Issue with Openvpn Reconnect?

killmasta93

Hi,
i was wondering if someone knows how to add the keep alive on the advance? Many users complain about disconnections, which i thought might of been the internet, but before the company had sophos firewall running the client VPN and they claim that they never had an issue.
i was maybe thinking to add this?

tun-mtu 48000;fragment 0;mssfix;keepalive 10 120

These are the logs

inactivity timeout (--ping-restart), restarting

and a few of these

TLS Error: TLS key negotiation failed to occur within 60 seconds (check your network connectivity)
Authenticate/Decrypt packet error: bad packet ID (may be a replay): [ #62184 ] -- see the man page entry for --no-replay and --replay-window for more info or silence this warning with --mute-replay-warnings

Thank you

Rico

Post all of your settings.
Without any fancy stuff I have Users connected 12+ hours with no problems.

-Rico

killmasta93

Thanks for the reply, im attaching pictures of my server OpenVPN

Rico

You are sure your clients are not using the same OpenVPN account on different devices at the same time?
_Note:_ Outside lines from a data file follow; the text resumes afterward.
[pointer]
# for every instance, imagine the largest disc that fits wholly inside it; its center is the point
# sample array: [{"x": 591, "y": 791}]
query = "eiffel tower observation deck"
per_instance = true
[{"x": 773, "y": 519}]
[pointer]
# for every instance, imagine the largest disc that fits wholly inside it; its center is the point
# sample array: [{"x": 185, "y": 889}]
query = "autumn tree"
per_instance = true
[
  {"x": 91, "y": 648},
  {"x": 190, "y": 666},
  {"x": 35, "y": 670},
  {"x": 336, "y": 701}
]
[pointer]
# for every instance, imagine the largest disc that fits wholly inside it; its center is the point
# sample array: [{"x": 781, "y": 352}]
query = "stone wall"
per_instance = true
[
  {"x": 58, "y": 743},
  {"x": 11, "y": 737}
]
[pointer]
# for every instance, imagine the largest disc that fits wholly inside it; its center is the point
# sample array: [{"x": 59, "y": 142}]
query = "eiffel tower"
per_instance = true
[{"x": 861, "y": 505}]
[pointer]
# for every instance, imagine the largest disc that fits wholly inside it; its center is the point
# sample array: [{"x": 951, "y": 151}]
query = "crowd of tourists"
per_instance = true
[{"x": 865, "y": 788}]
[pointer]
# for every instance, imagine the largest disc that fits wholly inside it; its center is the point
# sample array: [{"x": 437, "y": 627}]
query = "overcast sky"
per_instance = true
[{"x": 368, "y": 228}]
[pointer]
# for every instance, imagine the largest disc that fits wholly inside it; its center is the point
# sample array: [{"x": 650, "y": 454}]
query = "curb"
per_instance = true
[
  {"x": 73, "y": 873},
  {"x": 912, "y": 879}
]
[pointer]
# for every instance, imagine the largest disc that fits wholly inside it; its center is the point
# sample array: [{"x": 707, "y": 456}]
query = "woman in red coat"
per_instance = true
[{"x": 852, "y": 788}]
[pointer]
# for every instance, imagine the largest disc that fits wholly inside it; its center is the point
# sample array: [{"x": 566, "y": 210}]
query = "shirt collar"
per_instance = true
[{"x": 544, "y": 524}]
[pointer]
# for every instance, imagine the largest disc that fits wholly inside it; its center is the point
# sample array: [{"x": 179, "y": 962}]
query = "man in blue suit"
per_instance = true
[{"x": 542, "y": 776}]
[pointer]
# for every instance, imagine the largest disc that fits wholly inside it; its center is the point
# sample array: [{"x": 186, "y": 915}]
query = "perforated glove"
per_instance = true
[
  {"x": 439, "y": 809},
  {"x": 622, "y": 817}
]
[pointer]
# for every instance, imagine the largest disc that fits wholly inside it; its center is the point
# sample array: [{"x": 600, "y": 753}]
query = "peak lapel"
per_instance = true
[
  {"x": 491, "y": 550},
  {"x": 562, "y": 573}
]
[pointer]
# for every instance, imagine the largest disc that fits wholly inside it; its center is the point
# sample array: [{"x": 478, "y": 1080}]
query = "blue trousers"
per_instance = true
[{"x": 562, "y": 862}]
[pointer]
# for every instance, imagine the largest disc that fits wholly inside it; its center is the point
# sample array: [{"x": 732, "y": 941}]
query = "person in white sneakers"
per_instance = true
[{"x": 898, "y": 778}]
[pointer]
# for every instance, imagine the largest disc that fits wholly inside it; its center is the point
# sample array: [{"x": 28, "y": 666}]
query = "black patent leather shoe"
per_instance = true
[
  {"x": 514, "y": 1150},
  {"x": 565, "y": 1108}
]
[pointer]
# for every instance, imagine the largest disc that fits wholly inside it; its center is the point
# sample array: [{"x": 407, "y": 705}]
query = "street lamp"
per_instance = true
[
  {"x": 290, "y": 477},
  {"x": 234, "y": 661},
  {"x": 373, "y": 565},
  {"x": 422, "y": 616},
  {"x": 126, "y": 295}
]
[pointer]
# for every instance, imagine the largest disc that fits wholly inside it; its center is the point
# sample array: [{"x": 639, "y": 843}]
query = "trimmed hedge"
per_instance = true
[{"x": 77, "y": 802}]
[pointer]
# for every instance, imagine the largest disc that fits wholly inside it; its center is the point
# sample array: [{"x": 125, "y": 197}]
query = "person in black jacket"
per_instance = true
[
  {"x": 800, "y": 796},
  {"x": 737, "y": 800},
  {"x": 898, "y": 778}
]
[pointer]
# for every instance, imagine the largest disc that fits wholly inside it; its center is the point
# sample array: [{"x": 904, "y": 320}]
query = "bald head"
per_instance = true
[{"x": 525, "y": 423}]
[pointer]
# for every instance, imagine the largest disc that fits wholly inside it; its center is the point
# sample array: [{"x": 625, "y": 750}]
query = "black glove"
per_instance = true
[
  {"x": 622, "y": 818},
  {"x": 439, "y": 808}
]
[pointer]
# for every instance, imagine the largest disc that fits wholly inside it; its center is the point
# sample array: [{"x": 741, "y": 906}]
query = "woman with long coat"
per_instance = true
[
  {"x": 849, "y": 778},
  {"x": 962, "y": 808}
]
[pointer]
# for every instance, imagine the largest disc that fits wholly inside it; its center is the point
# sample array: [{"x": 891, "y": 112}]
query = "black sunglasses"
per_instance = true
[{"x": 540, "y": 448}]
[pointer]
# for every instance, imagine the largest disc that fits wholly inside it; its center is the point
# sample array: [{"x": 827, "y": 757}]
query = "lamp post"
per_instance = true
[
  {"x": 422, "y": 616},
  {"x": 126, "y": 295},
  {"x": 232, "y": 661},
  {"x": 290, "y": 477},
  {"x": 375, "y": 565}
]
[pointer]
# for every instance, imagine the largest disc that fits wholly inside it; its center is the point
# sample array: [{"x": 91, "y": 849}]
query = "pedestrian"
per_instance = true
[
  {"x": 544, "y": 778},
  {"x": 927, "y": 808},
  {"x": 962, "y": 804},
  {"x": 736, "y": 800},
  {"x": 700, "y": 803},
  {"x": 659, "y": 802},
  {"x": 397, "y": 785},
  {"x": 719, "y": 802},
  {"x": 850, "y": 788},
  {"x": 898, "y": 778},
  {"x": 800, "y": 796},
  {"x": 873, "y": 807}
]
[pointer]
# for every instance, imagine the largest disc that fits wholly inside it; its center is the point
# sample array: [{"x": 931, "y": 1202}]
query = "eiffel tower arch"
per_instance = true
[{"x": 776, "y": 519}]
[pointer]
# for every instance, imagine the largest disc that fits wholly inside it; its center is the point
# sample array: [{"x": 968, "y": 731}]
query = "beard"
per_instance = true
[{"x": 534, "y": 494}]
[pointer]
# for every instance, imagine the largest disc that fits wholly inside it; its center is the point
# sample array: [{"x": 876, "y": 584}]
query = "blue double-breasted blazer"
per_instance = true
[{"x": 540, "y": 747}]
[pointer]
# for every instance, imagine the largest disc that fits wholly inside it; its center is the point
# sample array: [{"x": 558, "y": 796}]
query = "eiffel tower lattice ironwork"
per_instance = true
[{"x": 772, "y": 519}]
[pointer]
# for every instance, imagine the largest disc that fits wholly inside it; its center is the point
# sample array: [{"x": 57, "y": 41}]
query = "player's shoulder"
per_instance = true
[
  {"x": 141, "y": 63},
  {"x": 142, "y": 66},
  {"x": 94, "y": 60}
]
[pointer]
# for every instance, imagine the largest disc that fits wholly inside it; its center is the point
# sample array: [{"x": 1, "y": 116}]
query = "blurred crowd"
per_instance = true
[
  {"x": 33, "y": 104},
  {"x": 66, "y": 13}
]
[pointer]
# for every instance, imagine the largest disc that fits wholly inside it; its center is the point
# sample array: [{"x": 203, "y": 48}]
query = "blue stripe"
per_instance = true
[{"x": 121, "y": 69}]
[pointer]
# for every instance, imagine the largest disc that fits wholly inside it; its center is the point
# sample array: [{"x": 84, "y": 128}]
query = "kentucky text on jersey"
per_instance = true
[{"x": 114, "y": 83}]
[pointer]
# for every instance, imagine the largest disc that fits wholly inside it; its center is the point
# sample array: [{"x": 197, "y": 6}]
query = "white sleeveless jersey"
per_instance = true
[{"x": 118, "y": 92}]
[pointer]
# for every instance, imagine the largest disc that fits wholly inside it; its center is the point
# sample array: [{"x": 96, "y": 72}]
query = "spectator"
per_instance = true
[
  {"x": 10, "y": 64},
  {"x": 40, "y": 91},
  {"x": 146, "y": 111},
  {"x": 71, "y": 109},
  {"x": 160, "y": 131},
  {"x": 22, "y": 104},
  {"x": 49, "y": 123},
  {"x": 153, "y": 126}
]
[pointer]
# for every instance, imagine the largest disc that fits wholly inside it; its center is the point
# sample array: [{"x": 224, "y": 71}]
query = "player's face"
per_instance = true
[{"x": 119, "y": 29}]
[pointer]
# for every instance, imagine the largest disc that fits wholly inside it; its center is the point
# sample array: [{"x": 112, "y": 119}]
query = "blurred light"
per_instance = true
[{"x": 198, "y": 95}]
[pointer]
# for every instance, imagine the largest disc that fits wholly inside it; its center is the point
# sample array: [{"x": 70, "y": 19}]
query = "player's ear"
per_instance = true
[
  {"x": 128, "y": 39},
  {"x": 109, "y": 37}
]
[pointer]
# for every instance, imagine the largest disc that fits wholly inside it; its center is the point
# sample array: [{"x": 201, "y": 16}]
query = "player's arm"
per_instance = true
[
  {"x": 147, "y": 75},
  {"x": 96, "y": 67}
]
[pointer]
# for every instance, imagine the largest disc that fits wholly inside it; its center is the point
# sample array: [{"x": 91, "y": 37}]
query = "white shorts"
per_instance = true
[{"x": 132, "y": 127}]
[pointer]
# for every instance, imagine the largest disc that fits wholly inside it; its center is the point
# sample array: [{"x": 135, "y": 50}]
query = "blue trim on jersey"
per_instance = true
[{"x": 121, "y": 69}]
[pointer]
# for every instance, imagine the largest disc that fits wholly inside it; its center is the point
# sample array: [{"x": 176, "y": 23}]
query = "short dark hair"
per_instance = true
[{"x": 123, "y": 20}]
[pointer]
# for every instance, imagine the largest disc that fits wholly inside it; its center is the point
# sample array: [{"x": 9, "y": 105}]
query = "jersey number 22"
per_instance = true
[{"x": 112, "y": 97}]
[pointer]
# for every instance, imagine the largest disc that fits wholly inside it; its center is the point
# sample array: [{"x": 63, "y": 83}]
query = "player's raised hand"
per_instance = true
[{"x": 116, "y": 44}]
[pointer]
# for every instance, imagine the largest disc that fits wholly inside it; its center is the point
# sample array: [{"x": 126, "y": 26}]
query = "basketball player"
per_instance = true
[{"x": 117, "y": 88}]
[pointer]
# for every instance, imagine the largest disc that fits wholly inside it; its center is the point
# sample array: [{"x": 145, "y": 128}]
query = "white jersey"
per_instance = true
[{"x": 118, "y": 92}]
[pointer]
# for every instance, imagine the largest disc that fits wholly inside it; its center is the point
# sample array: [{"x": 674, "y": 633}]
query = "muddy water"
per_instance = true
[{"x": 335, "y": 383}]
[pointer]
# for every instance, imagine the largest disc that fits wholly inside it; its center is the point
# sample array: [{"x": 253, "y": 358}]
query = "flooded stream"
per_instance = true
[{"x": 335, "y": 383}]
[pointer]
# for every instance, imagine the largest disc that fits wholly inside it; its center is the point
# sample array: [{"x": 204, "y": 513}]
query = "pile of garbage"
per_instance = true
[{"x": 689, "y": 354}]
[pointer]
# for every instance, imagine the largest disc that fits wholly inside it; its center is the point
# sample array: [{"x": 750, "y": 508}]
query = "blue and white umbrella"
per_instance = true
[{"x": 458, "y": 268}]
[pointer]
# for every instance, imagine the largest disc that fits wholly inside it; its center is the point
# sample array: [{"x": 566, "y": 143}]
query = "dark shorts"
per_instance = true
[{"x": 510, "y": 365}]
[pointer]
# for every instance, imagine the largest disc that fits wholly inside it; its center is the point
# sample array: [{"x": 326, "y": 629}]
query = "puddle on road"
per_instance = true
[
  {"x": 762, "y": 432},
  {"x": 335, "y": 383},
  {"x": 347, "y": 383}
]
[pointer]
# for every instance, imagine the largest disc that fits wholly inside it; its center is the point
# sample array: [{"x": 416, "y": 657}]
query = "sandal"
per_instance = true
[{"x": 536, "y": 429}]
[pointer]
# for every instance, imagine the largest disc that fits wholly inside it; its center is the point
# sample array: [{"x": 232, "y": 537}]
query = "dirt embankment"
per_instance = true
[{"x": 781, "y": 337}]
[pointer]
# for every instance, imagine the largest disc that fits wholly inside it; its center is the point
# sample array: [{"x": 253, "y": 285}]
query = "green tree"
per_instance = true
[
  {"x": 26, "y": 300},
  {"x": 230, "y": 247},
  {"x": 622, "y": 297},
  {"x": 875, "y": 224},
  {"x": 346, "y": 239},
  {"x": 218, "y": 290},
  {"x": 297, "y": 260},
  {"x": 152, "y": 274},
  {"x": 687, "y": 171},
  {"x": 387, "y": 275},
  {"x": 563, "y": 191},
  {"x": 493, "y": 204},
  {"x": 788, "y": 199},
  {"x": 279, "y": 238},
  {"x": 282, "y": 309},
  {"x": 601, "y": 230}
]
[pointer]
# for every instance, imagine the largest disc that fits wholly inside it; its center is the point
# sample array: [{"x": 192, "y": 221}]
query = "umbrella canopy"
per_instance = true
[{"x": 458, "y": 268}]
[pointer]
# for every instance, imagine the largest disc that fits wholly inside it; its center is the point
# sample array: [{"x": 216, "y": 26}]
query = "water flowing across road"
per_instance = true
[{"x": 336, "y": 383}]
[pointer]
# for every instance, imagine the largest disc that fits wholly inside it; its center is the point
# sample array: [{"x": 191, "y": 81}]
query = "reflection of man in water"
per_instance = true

This would bump off existing connections from this user with the Log entry you posted above.
Maybe some flaky internet connection on your server (this would be very bad) or some clients? The problem occurs for ALL of your clients?

-Rico

killmasta93

Thanks for the reply correct only have on the computer, maybe I would need to implement the keep alive option?

Rico

Well keepalive 10 60 is the default and already set by pfSense.

-Rico

killmasta93

hmm..so everything is good on my part? or how can i demonstrate the issue is not pfSense?

Rico

Please share your Client Config file.

-Rico

killmasta93

Thanks for the reply i download the bundled and the ovpn is this for the client

dev tun
persist-tun
persist-key
cipher AES-128-CBC
ncp-ciphers AES-128-GCM
auth SHA256
tls-client
client
resolv-retry infinite
remote 181.xx.xx.xx 1194 udp
verify-x509-name "pfSense OpenVPN" name
auth-user-pass
pkcs12 Olympus-UDP4-1194-test.p12
tls-auth Olympus-UDP4-1194-test-tls.key 1
remote-cert-tls server

I was looking at the logs to see and got alots of this

Feb 12 13:26:29	openvpn	18543	Authenticate/Decrypt packet error: bad packet ID (may be a replay): [ #101914 ] -- see the man page entry for --no-replay and --replay-window for more info or silence this warning with --mute-replay-warnings

Rico

Authenticate/Decrypt packet error could be the clock drifted off on one or both sides, wrong MTU or again, flaky internet connection. AGAIN the question, you have this issue with all your clients or only some?
You could also try to switch from UDP to TCP which is not recommended in general for OpenVPN, but can help with unstable connections.

-Rico

killmasta93

Thanks for the reply, ill keep it right now UDP as for the encryption everything else is good?

Rico

Well you can‘t do much wrong with the encryption part, everything is fine as long both sides match.

-Rico

johnpoz

While TCP for sure is not going to be as fast as UDP.. Huge advantage with it is works over proxies... And if you run it on standard 443 port.. You prob can access it from almost anywhere.. While standard port and UDP not so much..

I just run 2 instances, one on standard 1194 UDP, and than another on 443 TCP. If can not get to the UDP from where I am at - never had issue with getting to the tcp one.